How to Remove Duplicate Records with SQL

Written on June 21, 2019

Intro

There are certain situations where duplicate records might get into your database. For example, if you are importing data. I came across this problem working on my project Mana Wisdom, when I was importing orders into my database. I needed to check if any duplicates had been imported by mistake.

Another potential scenario would be an application that has multiple routes to onboarding new users - you can end up with duplicate records in your User table.

In this guide, I walk through how to check a table for duplicates, and how to remove them.

Confirm that you do have duplicate records

Before removing duplicates, you need to check if you have any duplicates in the first place. The columns you want to check for depends on the type of duplication you suspect. The easiest place to start is to check for primary key duplicates.

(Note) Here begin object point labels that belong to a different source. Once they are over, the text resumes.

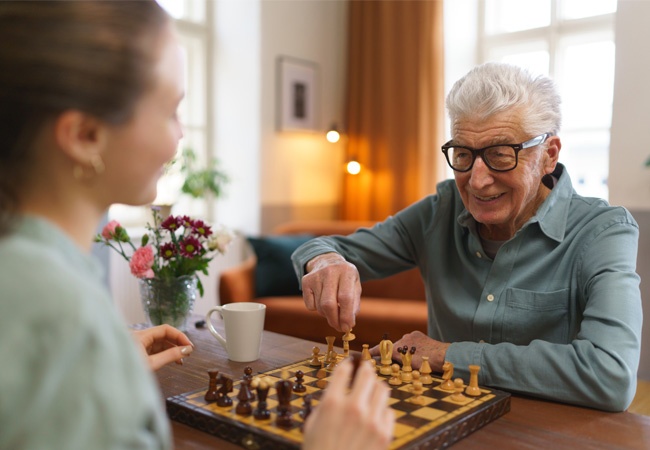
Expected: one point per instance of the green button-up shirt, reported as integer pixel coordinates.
(557, 312)
(70, 375)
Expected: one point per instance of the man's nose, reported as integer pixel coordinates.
(480, 175)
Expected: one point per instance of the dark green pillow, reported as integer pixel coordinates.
(274, 274)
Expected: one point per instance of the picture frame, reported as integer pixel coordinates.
(297, 95)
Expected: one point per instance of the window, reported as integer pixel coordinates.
(573, 42)
(193, 26)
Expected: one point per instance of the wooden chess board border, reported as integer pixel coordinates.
(182, 408)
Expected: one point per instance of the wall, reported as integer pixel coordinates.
(629, 180)
(276, 176)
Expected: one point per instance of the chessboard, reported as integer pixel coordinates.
(437, 423)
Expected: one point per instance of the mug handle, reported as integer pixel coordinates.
(214, 332)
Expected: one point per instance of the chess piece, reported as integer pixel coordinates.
(322, 381)
(347, 337)
(245, 397)
(248, 376)
(447, 372)
(365, 353)
(262, 388)
(333, 361)
(386, 351)
(473, 389)
(211, 394)
(225, 388)
(306, 407)
(283, 389)
(458, 396)
(425, 371)
(395, 379)
(330, 347)
(417, 389)
(298, 385)
(407, 355)
(315, 358)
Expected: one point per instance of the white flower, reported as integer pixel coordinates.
(219, 240)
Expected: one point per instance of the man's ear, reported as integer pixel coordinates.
(80, 136)
(553, 147)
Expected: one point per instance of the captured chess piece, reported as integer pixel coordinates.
(330, 347)
(298, 385)
(395, 378)
(473, 389)
(425, 371)
(447, 372)
(315, 357)
(458, 396)
(386, 351)
(262, 387)
(211, 394)
(347, 337)
(306, 407)
(225, 388)
(407, 356)
(245, 397)
(283, 389)
(417, 389)
(365, 353)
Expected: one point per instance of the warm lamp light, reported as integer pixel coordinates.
(353, 167)
(333, 135)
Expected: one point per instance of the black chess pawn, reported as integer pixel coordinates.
(306, 407)
(261, 412)
(225, 388)
(298, 385)
(245, 397)
(283, 389)
(248, 377)
(211, 394)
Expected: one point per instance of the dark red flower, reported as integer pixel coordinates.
(167, 251)
(171, 223)
(201, 228)
(190, 246)
(185, 221)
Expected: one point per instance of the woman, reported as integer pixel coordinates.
(88, 99)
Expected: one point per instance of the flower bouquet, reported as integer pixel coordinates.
(167, 263)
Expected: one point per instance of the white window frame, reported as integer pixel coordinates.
(553, 38)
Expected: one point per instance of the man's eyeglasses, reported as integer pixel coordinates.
(500, 158)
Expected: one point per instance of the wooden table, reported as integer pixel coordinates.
(531, 423)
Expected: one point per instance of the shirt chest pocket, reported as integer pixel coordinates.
(536, 315)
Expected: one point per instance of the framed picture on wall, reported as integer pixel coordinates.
(297, 95)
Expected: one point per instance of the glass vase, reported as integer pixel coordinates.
(169, 301)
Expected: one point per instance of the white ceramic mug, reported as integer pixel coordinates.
(244, 323)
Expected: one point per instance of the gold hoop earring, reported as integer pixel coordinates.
(98, 164)
(79, 172)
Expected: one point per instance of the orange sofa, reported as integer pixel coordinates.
(395, 305)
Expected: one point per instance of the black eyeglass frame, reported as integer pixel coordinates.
(538, 140)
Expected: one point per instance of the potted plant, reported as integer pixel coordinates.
(200, 182)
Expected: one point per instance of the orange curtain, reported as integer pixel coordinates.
(395, 112)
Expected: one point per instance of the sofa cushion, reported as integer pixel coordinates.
(274, 274)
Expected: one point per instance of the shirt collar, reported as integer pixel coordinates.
(552, 213)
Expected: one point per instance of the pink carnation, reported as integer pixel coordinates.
(108, 232)
(142, 262)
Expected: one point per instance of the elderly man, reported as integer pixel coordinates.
(524, 277)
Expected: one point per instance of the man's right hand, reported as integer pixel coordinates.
(332, 287)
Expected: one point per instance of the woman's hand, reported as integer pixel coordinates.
(163, 344)
(359, 419)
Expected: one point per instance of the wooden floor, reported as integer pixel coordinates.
(641, 402)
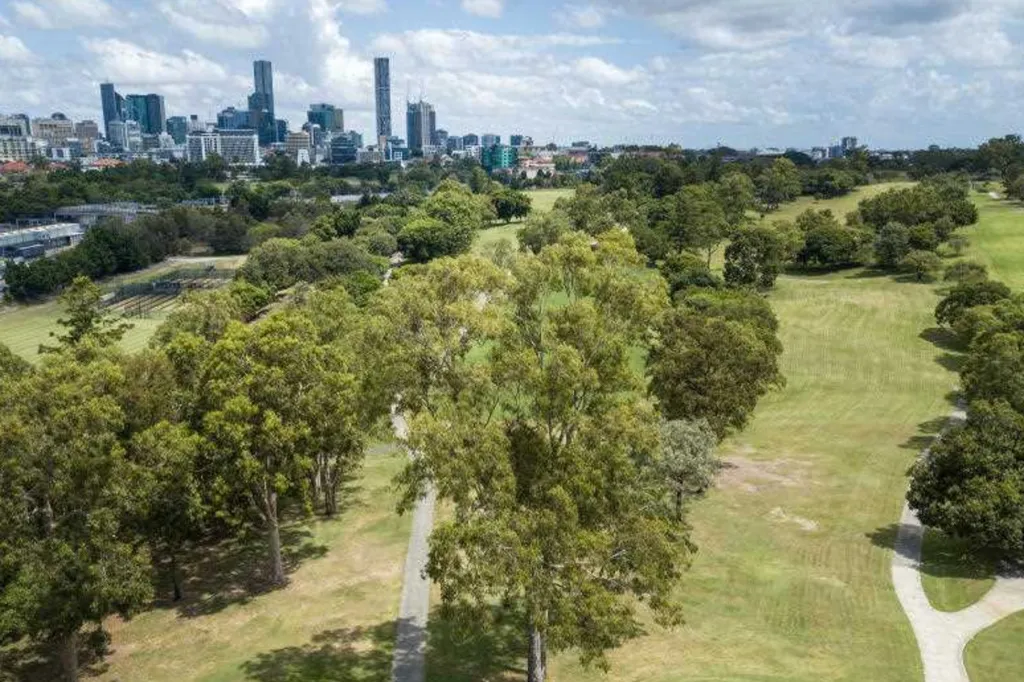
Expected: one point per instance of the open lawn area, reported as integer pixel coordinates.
(793, 578)
(544, 200)
(24, 328)
(840, 207)
(997, 654)
(335, 621)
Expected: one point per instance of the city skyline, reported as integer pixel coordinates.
(774, 73)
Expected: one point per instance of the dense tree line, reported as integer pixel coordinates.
(971, 484)
(113, 247)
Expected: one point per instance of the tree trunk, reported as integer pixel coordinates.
(175, 578)
(537, 662)
(69, 656)
(276, 563)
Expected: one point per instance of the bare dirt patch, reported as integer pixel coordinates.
(755, 475)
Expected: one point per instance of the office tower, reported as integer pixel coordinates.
(87, 132)
(147, 111)
(420, 122)
(263, 78)
(113, 104)
(331, 119)
(12, 126)
(177, 128)
(155, 115)
(382, 89)
(261, 115)
(499, 157)
(235, 146)
(56, 132)
(232, 119)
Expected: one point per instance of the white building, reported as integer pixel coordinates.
(19, 148)
(235, 146)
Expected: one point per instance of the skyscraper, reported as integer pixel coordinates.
(421, 123)
(156, 115)
(328, 117)
(263, 78)
(382, 88)
(113, 104)
(261, 102)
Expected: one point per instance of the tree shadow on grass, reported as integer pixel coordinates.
(480, 646)
(235, 570)
(347, 654)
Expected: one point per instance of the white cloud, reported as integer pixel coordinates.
(238, 35)
(67, 13)
(583, 16)
(12, 50)
(363, 6)
(488, 8)
(600, 73)
(129, 64)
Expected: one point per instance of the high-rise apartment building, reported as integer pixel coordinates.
(331, 119)
(13, 126)
(56, 132)
(382, 90)
(87, 132)
(113, 105)
(261, 115)
(421, 122)
(177, 128)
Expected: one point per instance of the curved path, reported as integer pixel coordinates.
(942, 636)
(411, 640)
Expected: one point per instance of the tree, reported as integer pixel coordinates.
(695, 220)
(683, 270)
(86, 317)
(714, 363)
(510, 204)
(969, 295)
(756, 256)
(67, 557)
(966, 271)
(423, 240)
(779, 183)
(924, 265)
(994, 370)
(543, 229)
(971, 484)
(168, 507)
(549, 457)
(736, 195)
(892, 245)
(258, 391)
(688, 458)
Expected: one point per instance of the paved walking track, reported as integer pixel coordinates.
(941, 636)
(411, 640)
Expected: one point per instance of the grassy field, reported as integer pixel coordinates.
(997, 242)
(793, 578)
(24, 328)
(840, 206)
(952, 578)
(335, 621)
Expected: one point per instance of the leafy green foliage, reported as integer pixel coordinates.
(717, 355)
(971, 484)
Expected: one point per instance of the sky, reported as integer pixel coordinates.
(743, 73)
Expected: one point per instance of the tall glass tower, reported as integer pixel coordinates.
(382, 88)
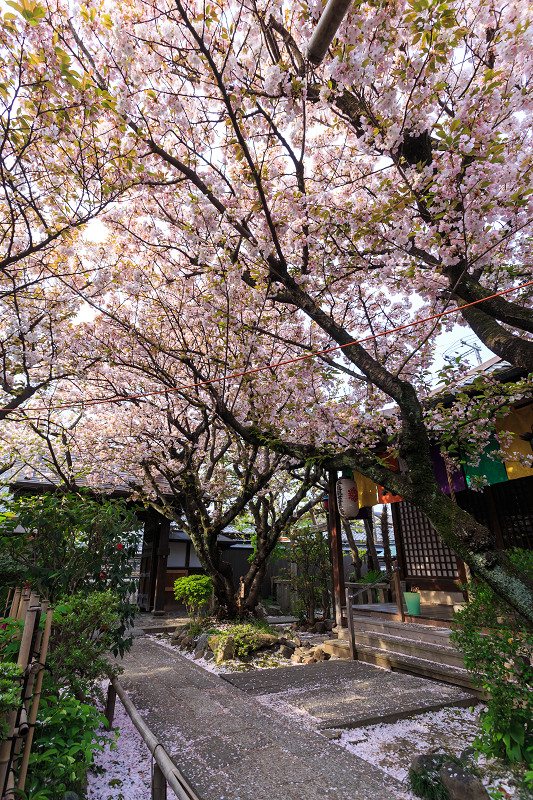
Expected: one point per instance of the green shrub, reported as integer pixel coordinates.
(84, 630)
(66, 738)
(69, 544)
(10, 691)
(196, 592)
(497, 646)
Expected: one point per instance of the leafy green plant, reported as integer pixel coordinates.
(196, 592)
(67, 735)
(84, 630)
(497, 645)
(310, 552)
(69, 544)
(426, 782)
(10, 691)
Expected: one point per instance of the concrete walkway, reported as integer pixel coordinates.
(230, 747)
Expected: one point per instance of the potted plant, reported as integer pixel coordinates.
(412, 601)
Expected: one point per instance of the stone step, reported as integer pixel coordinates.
(405, 630)
(400, 662)
(430, 651)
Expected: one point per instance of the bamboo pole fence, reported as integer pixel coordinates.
(23, 604)
(165, 772)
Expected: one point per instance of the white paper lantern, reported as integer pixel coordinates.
(347, 498)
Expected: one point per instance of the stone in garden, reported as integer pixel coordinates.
(226, 652)
(331, 734)
(287, 642)
(178, 630)
(426, 762)
(264, 640)
(201, 646)
(319, 654)
(285, 650)
(460, 784)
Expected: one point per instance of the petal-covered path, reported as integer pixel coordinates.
(231, 747)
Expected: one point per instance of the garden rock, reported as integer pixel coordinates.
(264, 640)
(426, 762)
(226, 652)
(285, 650)
(460, 784)
(319, 654)
(201, 646)
(287, 642)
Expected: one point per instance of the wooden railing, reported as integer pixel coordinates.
(391, 577)
(165, 772)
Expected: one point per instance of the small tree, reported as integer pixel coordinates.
(74, 544)
(196, 592)
(310, 553)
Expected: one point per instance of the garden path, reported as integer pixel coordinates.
(230, 746)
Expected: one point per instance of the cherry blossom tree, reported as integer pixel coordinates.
(385, 186)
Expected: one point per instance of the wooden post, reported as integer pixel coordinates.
(161, 577)
(159, 784)
(335, 538)
(351, 627)
(109, 712)
(36, 697)
(398, 591)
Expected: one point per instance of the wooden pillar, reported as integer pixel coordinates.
(161, 572)
(159, 784)
(335, 541)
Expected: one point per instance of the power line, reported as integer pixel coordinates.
(286, 362)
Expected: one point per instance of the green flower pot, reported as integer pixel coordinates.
(412, 601)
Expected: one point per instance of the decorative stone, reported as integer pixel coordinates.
(460, 784)
(201, 646)
(331, 734)
(226, 652)
(287, 642)
(319, 654)
(264, 640)
(426, 762)
(179, 634)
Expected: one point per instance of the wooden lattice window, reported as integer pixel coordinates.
(513, 501)
(424, 554)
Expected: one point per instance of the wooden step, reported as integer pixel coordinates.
(430, 651)
(401, 662)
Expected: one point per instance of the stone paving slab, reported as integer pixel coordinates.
(349, 694)
(230, 747)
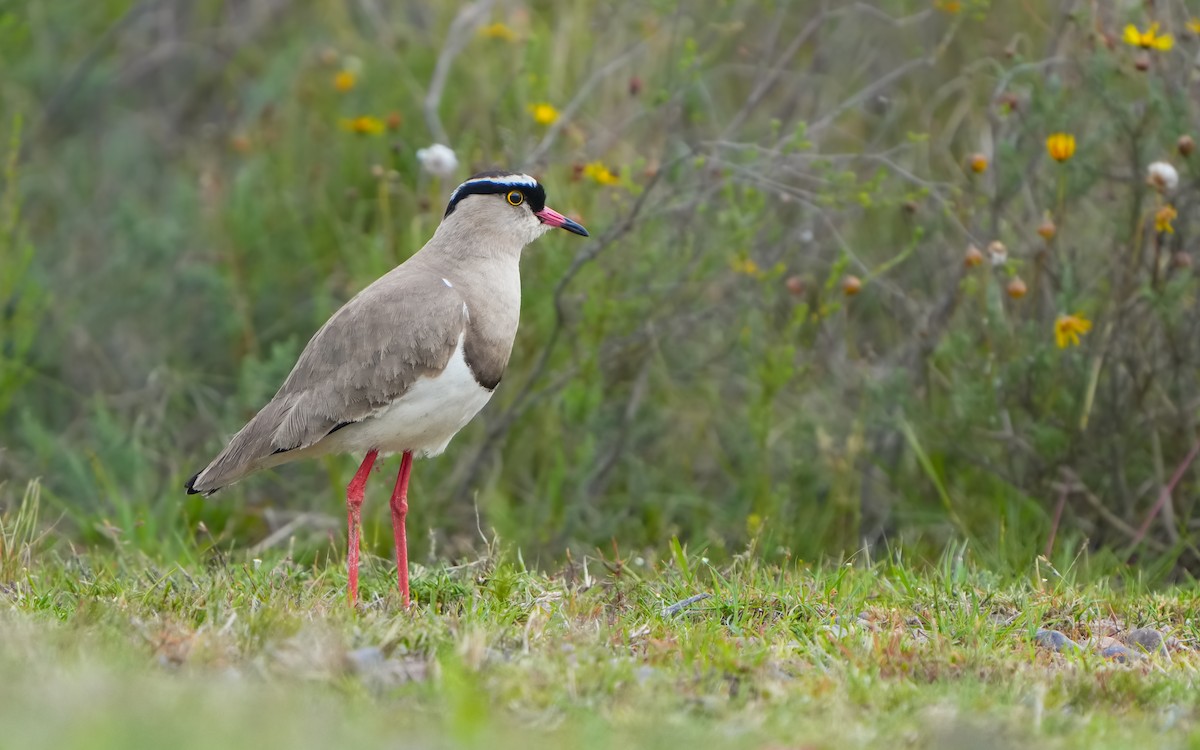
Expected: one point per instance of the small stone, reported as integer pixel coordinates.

Check for duplicate primary keys

To do this, query the table and aggregate them by their primary key, in this case id. Then use the HAVING clause to only return ids with a count greater than 1:

SELECT id, COUNT(*) as Count
FROM
    Orders
GROUP BY
    id
HAVING 
   COUNT(*) > 1 

Here we see that there are a few records with duplicate records, and one (11457) with triplicate records:

ID Count
323 2
2244 2
3467 2
11457 3

Check for duplicate names

If you want to check for duplicate users, you’ll want to check for their name and some other identifier like their address, or in this case email address:

SELECT firstname, lastname, email, COUNT(*) as Count
FROM
    Persons
GROUP BY
    firstname, lastname
HAVING 
   COUNT(*) > 1 
FirstName LastName Email Count
Mad Dog Jones maddog.jones@gmail.com 2
Marcus Angstrom marcus.angstrom@gmail.com 2
Surly Chekov surly.chekov@gmail.com 2
Cthulhu Destroyer of Worlds cthulthu@gmail.com 3

Viewing the duplicates full records

Before you delete the duplicate records, you might want to view other columns on the records. There may be information that indicates which is the canonical record. Alternatively, you might want to merge information on two records. Or you may want to find out how the duplicate records were created, to prevent it from happening again.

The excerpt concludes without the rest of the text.